Actualidade de Brecht
Por alguma razão, que se prende com um mundo em que tudo muda para que tudo fique cada vez mais na mesma, a obra de Brecht e principalmente o seu modelo interventivo, não perdem interesse, nem actualidade, nem capacidade de mobilizar as novas gerações ( sempre mais generosas e disponíveis para a mudança desejada).
O teatro que ele definiu como épico para contrariar em absoluto a catárse aristotélica tem um lugar, quem sabe se cada vez maior e mais necessário, no mundo e no Portugal de hoje. Quando as primeiras peças de Brecht e os seus textos teóricos foram publicados em Portugal, em finais da década de 50 e princípios de 60, havia censura, Brecht era autor proibido, mas isso aumentava o sucesso e as vendas (ainda que subreptícias).Não podia haver espectadores, mas havia leitores, hoje uma raça em extinção. Fala-se de teatro, mas vê-se menos do que se fala, e quanto a ler...estamos conversados. Tornou-se verdadeiro o preceito futurista de Pessoa de que ler é maçada!
Aproveito e deixo aqui a citação do poema Liberdade que me lembro, noutro milénio, de ter ouvido a João Villaret:
“Ai que prazer
Não cumprir um dever,
Ter um livro para ler
E não o fazer!
Ler é maçada.
Estudar é nada.
O sol doira
Sem literatura
...
Livros são papéis pintados com tinta.
Estudar é uma coisa em que está indistinta
A distinção entre nada e coisa nenhuma”.
E por aí fora.
Este poema, na boca de Pessoa, é um exercício divertido de provocação, pois se houve alguma vez em Portugal um leitor ávido, foi ele. Leu tudo, no seu tempo, o que se podia ler: de história, religião, poesia, sem omitir os gregos e latinos, filosofia, sem omitir a filosofia hermética, teatro, fazendo de Shakespeare o seu grande modelo,enfim: até Einstein, Freud e James Joyce, tão recentes à época, constam da sua biblioteca pessoal!
Voltando à actualidade de Brecht: a primeira peça que traduzi foi A Excepção e a Regra, que depois o CITAC de Coimbra representou, com música de José Niza. E a última foi A Mãe, de colaboração com Teresa Balté. Uma e outra podem ser, ou devem ser, de novo retomadas, pois as suas lições são imperativas. Penso em especial, pois traduzimos essa canção para o Recital de Almada, n’ O Elogio do Estudo,
onde Brecht salienta, de forma veemente, pela boca da principal personagem, a absoluta necessidade do estudo. Só o estudo consistente, regular, aturado, permite a evolução: do saber, do carácter, da capacidade de intervenção, social, cultural e política.
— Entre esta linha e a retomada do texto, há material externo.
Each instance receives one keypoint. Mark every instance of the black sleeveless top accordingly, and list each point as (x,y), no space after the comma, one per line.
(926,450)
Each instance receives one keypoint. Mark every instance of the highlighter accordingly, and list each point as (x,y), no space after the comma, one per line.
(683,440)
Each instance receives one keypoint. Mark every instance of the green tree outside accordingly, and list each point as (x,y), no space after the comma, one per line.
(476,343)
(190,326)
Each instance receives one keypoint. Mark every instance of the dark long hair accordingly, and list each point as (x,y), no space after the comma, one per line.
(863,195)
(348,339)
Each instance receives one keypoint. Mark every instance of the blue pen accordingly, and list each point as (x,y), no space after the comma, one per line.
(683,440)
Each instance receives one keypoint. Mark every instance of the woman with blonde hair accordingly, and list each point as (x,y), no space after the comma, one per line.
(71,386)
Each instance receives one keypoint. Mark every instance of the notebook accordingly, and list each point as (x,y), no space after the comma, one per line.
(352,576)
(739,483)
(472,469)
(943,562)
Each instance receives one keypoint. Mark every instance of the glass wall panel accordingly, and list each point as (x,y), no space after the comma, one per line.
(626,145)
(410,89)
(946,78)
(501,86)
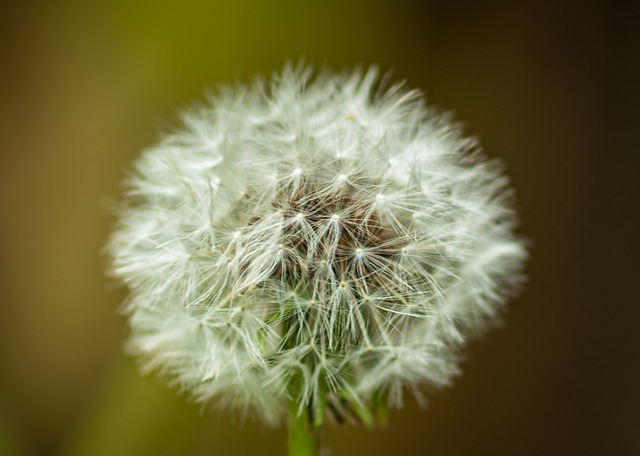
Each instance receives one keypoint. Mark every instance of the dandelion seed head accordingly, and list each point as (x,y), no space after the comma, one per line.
(269,239)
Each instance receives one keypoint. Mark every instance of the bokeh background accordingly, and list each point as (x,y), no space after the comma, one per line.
(548,86)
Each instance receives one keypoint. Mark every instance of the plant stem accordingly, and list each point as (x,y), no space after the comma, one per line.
(303,441)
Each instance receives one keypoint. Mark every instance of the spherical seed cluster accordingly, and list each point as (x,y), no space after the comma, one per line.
(315,238)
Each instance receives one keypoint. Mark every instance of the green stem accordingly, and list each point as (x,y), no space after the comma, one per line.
(302,440)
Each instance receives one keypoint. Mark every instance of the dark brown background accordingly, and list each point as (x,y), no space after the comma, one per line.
(550,87)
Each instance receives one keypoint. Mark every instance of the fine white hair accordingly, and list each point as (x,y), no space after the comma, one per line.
(318,230)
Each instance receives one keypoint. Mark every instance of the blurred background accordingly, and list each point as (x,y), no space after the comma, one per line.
(548,86)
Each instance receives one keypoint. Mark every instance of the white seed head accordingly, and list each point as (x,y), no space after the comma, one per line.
(277,236)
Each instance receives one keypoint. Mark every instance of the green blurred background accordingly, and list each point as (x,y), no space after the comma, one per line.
(550,87)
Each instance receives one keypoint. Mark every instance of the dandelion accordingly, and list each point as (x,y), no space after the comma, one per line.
(313,244)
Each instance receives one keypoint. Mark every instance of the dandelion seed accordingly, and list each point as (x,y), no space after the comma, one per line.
(290,277)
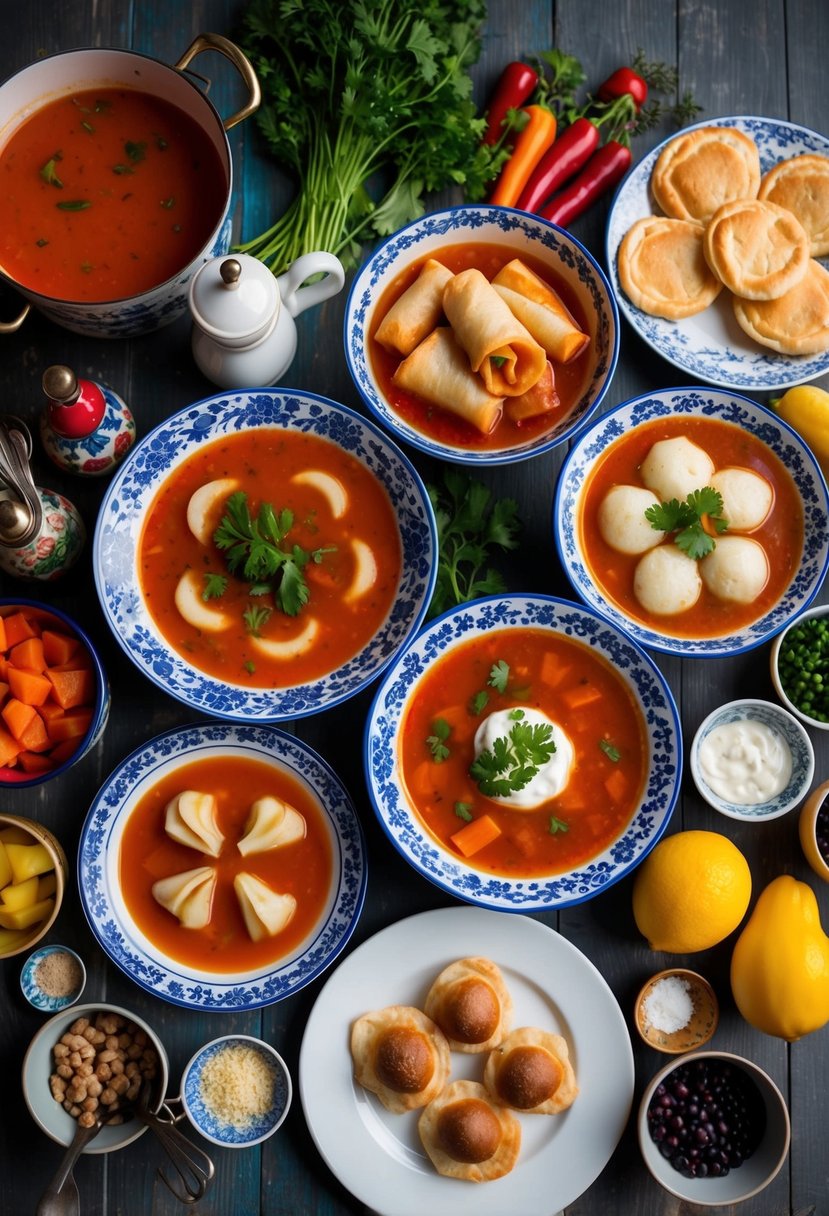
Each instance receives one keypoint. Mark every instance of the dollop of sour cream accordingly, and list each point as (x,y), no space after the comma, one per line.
(745,763)
(551,778)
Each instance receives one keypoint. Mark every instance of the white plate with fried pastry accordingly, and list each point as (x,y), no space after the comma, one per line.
(378,1155)
(711,345)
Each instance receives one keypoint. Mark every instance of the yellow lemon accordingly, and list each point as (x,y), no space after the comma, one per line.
(691,891)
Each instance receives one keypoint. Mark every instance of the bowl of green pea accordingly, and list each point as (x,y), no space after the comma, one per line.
(800,666)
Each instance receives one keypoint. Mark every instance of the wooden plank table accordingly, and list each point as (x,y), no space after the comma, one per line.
(765,58)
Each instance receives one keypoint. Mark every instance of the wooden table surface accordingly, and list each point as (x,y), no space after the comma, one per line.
(765,58)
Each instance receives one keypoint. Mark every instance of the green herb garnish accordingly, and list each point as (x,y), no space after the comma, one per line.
(688,519)
(514,759)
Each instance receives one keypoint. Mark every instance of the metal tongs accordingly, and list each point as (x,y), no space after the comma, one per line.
(21,511)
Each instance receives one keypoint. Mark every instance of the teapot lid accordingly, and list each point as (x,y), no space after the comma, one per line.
(233,298)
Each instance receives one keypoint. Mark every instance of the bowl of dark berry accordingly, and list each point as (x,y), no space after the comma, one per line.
(800,666)
(813,828)
(714,1129)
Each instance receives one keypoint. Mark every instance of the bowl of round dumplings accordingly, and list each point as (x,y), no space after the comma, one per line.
(695,519)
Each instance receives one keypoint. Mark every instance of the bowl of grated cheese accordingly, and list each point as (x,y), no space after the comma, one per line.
(236,1091)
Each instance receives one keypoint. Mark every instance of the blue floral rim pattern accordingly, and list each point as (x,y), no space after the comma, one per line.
(787,445)
(447,871)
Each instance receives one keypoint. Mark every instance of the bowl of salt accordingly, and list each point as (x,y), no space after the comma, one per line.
(676,1011)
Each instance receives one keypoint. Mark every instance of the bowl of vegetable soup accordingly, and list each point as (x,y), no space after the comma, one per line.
(264,555)
(694,519)
(481,335)
(490,736)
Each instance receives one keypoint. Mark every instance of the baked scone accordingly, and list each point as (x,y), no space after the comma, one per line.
(401,1056)
(801,184)
(468,1136)
(795,324)
(531,1071)
(700,170)
(663,270)
(471,1003)
(757,249)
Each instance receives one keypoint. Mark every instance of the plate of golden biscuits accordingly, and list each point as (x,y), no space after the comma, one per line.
(717,248)
(464,1046)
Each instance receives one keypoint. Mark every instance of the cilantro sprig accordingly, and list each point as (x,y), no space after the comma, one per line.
(688,519)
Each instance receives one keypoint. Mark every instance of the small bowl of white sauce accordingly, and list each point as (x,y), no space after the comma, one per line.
(751,760)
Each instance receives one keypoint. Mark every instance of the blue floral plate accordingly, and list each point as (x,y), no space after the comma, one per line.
(728,407)
(711,347)
(447,870)
(99,859)
(133,489)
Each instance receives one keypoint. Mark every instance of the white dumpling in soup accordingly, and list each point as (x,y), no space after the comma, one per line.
(622,522)
(666,581)
(674,468)
(191,818)
(271,823)
(187,895)
(737,569)
(266,912)
(746,497)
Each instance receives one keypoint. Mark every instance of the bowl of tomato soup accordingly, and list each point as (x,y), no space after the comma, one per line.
(117,185)
(263,556)
(241,902)
(694,519)
(523,753)
(481,335)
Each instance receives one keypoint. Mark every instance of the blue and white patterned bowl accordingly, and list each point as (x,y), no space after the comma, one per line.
(206,1120)
(711,404)
(711,345)
(785,728)
(133,489)
(523,235)
(446,870)
(110,918)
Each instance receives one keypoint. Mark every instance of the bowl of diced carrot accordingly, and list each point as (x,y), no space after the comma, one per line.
(33,874)
(54,693)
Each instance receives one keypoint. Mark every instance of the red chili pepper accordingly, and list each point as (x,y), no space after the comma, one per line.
(514,85)
(601,174)
(625,80)
(570,151)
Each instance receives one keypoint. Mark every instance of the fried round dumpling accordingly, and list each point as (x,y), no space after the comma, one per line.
(471,1003)
(468,1136)
(531,1071)
(401,1056)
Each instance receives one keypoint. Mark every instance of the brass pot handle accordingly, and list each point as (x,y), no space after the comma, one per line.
(240,61)
(13,326)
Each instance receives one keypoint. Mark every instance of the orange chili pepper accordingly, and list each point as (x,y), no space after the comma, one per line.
(531,142)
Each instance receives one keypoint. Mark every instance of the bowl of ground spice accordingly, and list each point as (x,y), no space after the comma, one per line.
(676,1011)
(236,1091)
(52,978)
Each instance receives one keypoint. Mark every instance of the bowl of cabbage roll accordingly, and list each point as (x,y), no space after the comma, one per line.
(481,335)
(695,519)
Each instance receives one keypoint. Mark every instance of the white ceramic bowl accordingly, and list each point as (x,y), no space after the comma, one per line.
(520,234)
(141,960)
(693,403)
(137,480)
(38,1065)
(755,1172)
(447,870)
(785,730)
(779,645)
(209,1124)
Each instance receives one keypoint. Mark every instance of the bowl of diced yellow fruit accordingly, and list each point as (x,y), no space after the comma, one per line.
(33,872)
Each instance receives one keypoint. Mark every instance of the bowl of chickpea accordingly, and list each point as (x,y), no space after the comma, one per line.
(88,1063)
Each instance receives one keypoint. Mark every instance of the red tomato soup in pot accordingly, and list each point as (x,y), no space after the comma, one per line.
(326,544)
(508,690)
(300,870)
(107,193)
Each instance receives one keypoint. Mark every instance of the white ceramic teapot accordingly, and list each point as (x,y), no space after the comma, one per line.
(243,316)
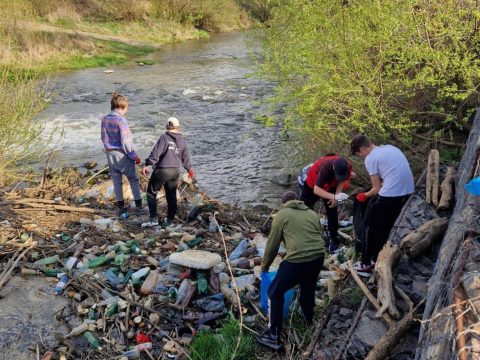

Faz falta esta peça, neste momento, entre nós. Quem sabe se, depois do recital, o mundo do espectáculo a recupera para novos públicos que vejam nela, como nós vimos outrora, a grande inteligência com que Brecht aponta a necessidade absoluta de uma nova classe política que saiba o que fazer, em cada momento?
Eis o Elogio do Estudo, numa nova versão, cantável na nossa língua.
Por mim, ensinaria a cantar nas Escolas esta espécie de bandeira, contrariando o facilitismo vigente, que a todos nós prejudica e ofende.